Goerden erzählt «Wozzeck» als heutiges Drama. Er liest aus Bergs Oper die Welt heraus, die die ethischen Sicherheitssysteme über Bord wirft und sich in der eigenen Trostlosigkeit leer dreht. Er stellt Wozzecks Familie mit Marie und dem Knaben als auseinanderbrechende kleinste soziale Zelle ins Zentrum.

Eine kaputte heutige Welt

Der Bühneraum – von Sivlia Merlo und Ulf Stengl – ist ein urbanes Hochhaus. Im Hof steht ein Beet mit einer verdorrten Pflanze. Da ist nicht mal die kleinste Hoffnung auf Leben. Der Stängel wirkt vielmehr wie ein Galgen. Mit den zugemauerten Fenstern erscheint das Haus als begehbare Installation: Aussen- und Innenraum zugleich, Zeichen für Wozzecks Psyche, bewohnt von den ihn plagenden Geistern. Wozzecks Zerrissenheit wird durch Jana Schatz’ Video, das Raum und Figuren teilweise verdoppelt und den Blick der Angst an die Wände projiziert, verdeutlicht. Und Goerden wertet die kleine Rolle des Narren auf, zum Dämon in Wozzeck, der destruktiven, tödlichen Kraft (Noel Hernández).

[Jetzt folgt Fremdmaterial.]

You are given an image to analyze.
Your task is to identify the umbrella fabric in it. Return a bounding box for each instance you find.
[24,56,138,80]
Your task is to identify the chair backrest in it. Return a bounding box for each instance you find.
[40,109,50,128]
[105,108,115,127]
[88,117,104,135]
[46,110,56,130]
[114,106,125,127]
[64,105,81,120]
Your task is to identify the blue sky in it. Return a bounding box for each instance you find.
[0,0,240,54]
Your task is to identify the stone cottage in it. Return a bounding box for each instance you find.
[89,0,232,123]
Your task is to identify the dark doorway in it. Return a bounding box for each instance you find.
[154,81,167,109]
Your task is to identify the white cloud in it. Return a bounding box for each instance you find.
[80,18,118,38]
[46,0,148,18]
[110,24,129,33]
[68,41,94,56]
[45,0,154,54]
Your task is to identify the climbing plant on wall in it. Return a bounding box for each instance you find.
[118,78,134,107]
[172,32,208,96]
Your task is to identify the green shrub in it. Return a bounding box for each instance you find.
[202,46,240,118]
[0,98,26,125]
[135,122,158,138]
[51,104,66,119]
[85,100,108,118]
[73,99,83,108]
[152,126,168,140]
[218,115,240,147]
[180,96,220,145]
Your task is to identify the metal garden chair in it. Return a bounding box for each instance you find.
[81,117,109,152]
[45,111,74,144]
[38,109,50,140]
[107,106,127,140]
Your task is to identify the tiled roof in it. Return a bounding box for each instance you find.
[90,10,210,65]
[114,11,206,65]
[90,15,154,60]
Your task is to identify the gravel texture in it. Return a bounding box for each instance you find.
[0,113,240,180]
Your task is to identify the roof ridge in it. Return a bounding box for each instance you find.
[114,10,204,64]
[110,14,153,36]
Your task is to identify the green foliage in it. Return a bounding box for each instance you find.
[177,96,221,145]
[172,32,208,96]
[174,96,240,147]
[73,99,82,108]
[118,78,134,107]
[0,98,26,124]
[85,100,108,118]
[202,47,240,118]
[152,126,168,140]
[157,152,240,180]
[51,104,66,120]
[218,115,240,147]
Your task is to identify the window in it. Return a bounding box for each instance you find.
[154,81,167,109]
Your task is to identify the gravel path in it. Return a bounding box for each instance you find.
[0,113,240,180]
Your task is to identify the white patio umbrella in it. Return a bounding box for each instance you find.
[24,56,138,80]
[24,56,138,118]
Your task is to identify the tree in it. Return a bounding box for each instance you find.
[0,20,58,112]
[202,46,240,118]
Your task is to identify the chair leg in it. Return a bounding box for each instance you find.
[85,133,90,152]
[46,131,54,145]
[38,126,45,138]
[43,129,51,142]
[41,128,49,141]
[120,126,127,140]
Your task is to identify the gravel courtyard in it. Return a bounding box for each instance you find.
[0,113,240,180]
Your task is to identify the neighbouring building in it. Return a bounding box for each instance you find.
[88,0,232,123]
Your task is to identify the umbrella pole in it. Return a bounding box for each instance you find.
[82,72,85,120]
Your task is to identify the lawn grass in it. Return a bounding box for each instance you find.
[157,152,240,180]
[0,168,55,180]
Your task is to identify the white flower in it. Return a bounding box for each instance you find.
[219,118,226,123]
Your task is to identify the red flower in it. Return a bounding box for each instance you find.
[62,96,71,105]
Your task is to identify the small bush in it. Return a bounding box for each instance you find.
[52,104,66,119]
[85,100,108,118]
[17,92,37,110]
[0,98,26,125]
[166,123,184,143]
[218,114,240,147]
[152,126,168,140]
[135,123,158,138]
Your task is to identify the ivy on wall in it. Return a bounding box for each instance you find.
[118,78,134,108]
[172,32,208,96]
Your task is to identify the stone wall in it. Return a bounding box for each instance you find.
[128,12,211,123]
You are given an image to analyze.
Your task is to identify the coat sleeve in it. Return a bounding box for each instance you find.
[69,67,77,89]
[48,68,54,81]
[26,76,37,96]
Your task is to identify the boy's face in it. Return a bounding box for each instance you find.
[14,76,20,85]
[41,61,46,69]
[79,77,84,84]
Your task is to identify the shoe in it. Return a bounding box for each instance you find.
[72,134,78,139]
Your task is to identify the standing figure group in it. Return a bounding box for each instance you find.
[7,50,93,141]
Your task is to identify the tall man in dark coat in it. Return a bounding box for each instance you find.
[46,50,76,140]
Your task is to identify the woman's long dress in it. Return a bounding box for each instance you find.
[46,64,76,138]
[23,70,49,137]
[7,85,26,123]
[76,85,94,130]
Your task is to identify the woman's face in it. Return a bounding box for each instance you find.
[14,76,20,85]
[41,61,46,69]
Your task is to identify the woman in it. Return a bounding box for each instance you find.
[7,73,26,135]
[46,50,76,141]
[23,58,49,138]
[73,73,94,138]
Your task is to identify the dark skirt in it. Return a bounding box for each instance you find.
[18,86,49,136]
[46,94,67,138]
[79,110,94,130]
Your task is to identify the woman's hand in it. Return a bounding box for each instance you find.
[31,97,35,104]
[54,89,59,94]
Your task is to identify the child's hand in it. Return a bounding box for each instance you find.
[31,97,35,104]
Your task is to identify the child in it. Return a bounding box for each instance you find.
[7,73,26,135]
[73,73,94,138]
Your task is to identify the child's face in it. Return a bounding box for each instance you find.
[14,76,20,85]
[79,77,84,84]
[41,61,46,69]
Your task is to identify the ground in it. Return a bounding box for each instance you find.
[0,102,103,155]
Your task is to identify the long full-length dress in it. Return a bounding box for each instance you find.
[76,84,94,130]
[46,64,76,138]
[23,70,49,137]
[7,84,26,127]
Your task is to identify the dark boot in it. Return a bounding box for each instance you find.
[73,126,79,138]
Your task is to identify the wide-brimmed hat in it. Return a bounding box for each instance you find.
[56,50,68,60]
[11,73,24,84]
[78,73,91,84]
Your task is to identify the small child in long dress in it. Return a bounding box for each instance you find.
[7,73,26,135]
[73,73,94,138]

Wozzeck ist hier nicht nur Opfer. In ihm, der von Arbeit zu Arbeit hetzt, um seine kleine Familie knapp zu ernähren, und jede Erniedrigung schluckt, brodelt gefährliche Aggressivität. Genial, wie Mayer dieses Hin und Her spielt und mit kernigem Bariton gesanglich gestaltet.

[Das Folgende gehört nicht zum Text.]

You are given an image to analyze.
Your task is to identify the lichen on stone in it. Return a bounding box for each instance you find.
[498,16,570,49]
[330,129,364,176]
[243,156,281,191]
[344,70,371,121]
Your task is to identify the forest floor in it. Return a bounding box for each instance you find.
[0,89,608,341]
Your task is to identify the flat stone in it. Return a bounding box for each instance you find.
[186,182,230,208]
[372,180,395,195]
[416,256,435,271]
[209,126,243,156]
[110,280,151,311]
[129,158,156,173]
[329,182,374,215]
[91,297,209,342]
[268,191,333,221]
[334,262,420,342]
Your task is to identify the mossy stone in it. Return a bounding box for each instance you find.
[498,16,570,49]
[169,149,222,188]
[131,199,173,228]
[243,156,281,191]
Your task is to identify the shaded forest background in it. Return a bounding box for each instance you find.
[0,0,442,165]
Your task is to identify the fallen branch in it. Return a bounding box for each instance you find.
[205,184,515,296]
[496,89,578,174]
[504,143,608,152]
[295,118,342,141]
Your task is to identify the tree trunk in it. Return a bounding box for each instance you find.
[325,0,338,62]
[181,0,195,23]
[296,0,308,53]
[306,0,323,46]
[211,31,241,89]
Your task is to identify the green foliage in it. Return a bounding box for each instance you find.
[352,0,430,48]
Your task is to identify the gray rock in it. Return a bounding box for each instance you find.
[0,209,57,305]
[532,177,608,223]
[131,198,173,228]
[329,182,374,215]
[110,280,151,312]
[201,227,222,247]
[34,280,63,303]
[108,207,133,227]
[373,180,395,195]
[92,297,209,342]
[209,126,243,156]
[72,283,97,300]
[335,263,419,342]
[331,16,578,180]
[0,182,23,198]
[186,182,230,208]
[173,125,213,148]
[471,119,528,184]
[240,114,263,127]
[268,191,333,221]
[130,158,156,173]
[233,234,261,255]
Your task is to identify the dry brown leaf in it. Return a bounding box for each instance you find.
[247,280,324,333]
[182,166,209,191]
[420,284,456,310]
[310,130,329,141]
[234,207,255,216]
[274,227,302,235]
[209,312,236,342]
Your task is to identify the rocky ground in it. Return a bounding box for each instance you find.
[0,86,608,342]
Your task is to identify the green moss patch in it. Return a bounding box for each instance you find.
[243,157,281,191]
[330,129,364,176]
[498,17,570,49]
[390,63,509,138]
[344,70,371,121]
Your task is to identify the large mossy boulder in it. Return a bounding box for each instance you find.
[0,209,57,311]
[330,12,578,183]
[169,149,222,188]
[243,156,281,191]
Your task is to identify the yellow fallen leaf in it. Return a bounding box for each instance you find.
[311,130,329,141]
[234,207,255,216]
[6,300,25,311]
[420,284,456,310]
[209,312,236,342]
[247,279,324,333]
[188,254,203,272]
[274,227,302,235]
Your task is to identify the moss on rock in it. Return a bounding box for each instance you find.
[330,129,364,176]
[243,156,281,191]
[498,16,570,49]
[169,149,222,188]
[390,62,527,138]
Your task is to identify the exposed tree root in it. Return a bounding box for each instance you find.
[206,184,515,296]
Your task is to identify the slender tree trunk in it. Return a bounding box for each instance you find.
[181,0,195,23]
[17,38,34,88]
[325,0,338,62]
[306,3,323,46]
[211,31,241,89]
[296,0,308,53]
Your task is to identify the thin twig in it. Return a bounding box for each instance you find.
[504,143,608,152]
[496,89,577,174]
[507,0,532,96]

In dieser Welt gibt es keinen Halt für Wozzeck, nur den Sturz. Der Hauptmann, dem Wozzeck dient, ist ein arg kaputter Mann, der aus Todesangst Häme über andere ergiesst. Karl-Heinz Brandt singt und spielt ihn mit höchster Genauigkeit. Der Arzt steht für eine inhumane Medizin, die nicht an den Menschen interessiert ist. Sadistisch hilft er mit, den Wahnsinn in Wozzeck zum Ausbruch zu bringen. Andrew Murphy gestaltet ihn schauerlich gut.

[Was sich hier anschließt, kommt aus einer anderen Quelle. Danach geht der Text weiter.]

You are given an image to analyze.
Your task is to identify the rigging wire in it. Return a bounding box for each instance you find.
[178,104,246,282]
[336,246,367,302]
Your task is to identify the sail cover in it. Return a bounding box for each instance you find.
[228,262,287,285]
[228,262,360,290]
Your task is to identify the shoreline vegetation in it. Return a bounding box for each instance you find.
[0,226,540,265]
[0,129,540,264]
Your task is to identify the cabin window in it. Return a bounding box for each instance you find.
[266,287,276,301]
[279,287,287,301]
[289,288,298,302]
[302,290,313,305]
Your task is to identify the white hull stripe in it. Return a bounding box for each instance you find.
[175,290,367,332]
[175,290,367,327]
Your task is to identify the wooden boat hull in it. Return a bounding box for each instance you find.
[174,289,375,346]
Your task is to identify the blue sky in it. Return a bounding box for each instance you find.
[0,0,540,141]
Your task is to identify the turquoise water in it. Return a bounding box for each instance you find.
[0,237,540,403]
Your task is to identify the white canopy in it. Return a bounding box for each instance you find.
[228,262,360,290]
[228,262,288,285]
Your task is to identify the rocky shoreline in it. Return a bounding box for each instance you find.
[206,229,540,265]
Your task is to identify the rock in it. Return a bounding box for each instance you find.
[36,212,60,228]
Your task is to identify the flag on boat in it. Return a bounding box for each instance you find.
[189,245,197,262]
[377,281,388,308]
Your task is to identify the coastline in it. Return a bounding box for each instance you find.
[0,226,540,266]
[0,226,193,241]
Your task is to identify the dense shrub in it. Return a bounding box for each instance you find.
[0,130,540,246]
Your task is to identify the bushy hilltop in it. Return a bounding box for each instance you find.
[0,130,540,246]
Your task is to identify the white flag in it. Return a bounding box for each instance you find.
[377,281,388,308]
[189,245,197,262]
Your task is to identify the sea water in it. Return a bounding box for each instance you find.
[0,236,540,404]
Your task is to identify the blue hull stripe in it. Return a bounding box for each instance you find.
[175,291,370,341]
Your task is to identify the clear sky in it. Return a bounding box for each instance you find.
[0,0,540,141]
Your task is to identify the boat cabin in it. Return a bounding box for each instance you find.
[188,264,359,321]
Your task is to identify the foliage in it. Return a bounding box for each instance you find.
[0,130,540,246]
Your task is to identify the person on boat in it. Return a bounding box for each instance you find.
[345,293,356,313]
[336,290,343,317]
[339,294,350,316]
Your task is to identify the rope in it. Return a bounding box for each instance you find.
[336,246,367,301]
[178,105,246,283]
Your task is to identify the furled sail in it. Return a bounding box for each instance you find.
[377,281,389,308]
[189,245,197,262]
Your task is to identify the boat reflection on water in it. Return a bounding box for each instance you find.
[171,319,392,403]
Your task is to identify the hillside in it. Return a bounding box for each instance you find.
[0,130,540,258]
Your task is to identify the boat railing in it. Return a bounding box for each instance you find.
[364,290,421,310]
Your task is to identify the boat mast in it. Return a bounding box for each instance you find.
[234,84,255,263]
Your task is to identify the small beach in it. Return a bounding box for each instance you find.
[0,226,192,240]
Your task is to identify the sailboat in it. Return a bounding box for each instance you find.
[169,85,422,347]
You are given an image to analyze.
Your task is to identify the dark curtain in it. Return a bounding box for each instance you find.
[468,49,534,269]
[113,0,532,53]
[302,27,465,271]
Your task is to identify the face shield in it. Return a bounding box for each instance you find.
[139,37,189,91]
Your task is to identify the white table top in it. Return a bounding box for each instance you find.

In dieser Welt saufen und ficken sich die Menschen trostlos über ihre Öde hinweg, was Goerden klug andeutet und nie platt demonstriert. Emotional verdurstend wirft sich Marie dem Tambourmajor an den Hals, der hier radikal als blosse rohe Manneskraft gedeutet ist. Unter Marie klafft nur noch dunkle Leere. Edith Haller gestaltet ihre verzweifelte Sehnsucht nach etwas Leben mit genau zeichnendem Sopran ergreifend. Berührend ihre Zärtlichkeit, wenn sie Wozzeck noch letzten Halt geben möchte und nicht kann: Wozzeck schneidet ihr den Hals durch – vor Augen des Kindes (hervorragend Laurin Egli). Und er bringt sich selbst um. Den Schluss lässt Davies in der leblosen Kälte spielen, die einem den Hals zuschnürt.

Ein grosses Theaterkunstwerk – vom Premierenpublikum bejubelt.